A rare early 18th century Delft blue and white tin-enamelled earthenware tulipiere, the four baluster shaped sections profusely decorated with patterns inspired by Chinese Ming porcelain, with bands of caduceus marks and European-inspired decoration interspersed throughout.
Private UK collection
With Salomon Stodel in the 1980's
Private US collection
In the collection of the museum at Brno in the Czech Republic is a similarly shaped vase (top segment missing) and marked with a six pointed fully drawn star, De Witte Ster. Aronson had a similar type in their collection but with the two middle segments replaced by a connecting ring. The Mallett example is the only complete one.

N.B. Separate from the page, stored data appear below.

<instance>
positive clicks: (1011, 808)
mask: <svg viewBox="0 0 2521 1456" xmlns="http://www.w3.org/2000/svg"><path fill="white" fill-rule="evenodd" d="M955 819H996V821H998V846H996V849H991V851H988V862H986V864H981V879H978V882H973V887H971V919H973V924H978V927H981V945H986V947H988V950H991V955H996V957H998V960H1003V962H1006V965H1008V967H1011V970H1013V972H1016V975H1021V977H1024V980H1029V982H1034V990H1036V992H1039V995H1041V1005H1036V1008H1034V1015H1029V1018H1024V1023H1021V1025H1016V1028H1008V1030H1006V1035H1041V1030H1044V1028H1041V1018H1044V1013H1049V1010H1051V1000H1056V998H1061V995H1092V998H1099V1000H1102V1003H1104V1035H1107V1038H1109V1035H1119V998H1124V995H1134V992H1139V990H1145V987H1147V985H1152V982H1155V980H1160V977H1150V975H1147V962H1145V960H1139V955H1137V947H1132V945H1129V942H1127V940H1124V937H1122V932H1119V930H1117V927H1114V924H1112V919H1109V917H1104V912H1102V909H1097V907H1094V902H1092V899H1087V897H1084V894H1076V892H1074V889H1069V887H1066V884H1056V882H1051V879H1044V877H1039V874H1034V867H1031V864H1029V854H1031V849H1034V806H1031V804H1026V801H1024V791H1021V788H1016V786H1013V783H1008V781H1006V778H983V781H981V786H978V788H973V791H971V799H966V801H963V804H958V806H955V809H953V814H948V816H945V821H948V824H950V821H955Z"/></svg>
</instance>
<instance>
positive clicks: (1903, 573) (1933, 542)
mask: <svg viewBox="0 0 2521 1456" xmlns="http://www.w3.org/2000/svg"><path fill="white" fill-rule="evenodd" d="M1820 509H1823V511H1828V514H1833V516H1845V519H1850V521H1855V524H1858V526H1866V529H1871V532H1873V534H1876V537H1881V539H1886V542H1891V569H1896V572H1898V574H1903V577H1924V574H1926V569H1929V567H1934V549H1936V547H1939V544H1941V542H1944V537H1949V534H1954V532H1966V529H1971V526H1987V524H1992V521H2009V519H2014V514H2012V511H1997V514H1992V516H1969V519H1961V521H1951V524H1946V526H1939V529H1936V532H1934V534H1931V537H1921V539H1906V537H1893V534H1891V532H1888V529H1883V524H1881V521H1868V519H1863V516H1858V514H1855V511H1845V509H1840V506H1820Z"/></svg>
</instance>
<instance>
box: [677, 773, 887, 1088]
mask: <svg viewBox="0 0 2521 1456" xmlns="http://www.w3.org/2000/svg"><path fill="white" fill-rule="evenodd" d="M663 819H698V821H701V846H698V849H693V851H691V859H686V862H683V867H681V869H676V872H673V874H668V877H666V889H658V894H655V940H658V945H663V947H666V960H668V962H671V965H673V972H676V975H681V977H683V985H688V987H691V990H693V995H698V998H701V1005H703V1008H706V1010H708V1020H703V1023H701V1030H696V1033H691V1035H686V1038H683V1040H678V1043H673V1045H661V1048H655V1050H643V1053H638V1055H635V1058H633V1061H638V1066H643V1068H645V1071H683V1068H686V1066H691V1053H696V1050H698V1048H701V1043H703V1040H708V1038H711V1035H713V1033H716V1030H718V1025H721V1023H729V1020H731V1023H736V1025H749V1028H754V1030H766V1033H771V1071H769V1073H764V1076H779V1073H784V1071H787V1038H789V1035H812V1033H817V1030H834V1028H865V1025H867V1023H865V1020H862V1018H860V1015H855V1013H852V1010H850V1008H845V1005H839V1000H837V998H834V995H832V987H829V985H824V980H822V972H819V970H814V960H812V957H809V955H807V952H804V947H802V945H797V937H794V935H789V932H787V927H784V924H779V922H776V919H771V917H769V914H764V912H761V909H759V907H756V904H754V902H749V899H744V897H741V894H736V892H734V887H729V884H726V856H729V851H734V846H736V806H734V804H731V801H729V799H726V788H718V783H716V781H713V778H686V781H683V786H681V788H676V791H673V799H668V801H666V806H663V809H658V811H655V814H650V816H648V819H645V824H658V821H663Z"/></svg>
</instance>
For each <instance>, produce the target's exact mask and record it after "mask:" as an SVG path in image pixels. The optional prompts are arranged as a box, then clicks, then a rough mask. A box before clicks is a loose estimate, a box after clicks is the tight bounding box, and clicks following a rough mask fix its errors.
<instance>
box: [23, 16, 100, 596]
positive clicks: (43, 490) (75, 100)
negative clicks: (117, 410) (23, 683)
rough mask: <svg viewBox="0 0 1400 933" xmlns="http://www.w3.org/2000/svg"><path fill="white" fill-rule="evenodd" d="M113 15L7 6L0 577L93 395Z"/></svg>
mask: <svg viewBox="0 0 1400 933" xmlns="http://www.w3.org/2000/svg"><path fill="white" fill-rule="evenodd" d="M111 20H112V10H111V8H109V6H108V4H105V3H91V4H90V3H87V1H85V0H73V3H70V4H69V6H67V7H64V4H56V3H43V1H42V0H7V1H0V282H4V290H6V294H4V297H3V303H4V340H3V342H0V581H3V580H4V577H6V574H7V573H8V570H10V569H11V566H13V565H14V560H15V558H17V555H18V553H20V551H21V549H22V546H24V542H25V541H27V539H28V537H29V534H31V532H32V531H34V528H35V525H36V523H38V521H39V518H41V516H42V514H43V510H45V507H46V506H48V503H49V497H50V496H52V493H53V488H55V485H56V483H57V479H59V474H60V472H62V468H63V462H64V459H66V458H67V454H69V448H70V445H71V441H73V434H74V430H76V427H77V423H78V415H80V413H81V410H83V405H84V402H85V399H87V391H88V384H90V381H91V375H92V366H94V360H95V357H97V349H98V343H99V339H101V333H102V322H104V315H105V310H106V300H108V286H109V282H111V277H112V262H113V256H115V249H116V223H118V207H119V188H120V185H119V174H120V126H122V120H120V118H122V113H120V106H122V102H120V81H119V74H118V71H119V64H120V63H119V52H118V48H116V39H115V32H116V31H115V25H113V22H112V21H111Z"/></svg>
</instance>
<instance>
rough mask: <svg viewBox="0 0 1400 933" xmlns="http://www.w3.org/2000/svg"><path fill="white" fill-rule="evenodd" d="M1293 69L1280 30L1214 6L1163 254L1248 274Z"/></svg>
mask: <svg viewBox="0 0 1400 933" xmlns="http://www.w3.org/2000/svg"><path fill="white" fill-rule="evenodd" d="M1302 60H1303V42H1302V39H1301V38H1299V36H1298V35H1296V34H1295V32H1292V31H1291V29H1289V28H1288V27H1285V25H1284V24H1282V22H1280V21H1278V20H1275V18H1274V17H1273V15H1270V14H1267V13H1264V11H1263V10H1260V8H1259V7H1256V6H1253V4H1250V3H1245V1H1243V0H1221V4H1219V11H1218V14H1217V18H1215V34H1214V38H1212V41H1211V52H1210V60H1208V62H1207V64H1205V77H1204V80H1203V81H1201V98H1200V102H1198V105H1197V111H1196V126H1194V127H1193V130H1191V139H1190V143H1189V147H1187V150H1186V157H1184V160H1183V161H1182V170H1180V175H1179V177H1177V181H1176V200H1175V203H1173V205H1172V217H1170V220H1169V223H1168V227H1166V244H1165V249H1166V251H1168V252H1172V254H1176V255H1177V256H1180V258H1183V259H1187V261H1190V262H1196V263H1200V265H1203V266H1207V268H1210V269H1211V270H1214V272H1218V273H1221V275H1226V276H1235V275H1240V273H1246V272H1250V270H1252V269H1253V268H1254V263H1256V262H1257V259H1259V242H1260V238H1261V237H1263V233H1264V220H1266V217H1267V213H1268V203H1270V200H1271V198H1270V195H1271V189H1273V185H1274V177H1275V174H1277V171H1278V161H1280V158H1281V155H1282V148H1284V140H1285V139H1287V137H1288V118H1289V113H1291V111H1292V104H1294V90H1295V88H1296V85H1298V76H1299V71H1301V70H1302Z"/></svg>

Stodel tentatively attributed the Mallett tulipiere to De Grieksche A/AK, which results in a dating of between 1688-1702. Aronson attributes their example to De Witte Ster, based on the example at Brno.
The history of Delft pottery can be traced back to the foundation of the Dutch East India Company in 1602. Upon its establishment Chinese ‘Kraak’ porcelain as well as a plethora of other forms of oriental ceramic art flooded into Holland and made a great impression on the Delft potteries of the time.
Although tin-glazed pottery, with its distinctive white sheen, had been produced in the Netherlands for almost one hundred years, it was only with the advent of the Dutch East India Company that Dutch potters became familiar with the intricate patterned designs and began replicating them. As with the exceedingly popular Chinese porcelain they were mainly decorated with a blue paint, though multi-coloured designs were also produced. As word of Delftware began to spread aristocrats and royals alike began to take notice, culminating in royal patronage from some of the most distinguished European monarchs of the day. The coregency of William and Mary is perhaps the best example of the enthusiastic patronage enjoyed by the potteries; Mary, enamoured with ‘this Delft art’ was partly responsible for the great popularity of the sprouted flower vases and commissioned a great many during her lifetime.
The ascension of the Delftware trade was also synonymous with ‘Tulip Mania’, a period in the 17th century where speculation on the value of tulip bulbs (recently introduced to the Netherlands) caused them to reach astronomical prices. Although the price eventually collapsed, tulips remained a staple of the period known as the ‘Dutch Golden Age’ and many of the Delft ceramics produced at this time were flower vases with sprouts and holes or ‘tulipiere’ used for displaying tulips and other flowers. The sprouts that protrude from the majority of 17th century Delft tulipiere differ greatly from their European and Chinese counterparts; for example the Delft sprouts are smaller and feature in greater number – it was acceptable for a large vase to have in excess of thirty sprouts.
A majority of tulipiere often feature the regimented geometry of a pyramid, deriving specific influence from the ‘Porcelain Pagoda’ in Nanking, China. The organic, curvilinear design and size of this tulipiere is quite rare, a similar example on a smaller scale forms part of the collection at Dyrham Park in Gloucestershire.
The practice of displaying flowers in vases within residential and ecclesiastical buildings has existed in Europe since the late Middle Ages, with early publications on the subject such as Giovanni Battista Ferrari’s De Florum Cultura proving influential. It is fair to assume that works such as this alongside the constant change in thinking with regards to botany, helped to solidify the tulipiere’s perennial evolution and multifarious forms.
G. Ferrari and B. Rottendorff, Flora seu de Florum Cultura Libri IV. The Bavarian State Library, 1633, p.421
T. Volker, Porcelain and the Dutch East India Company: 1602 – 1683. Leiden, 1955.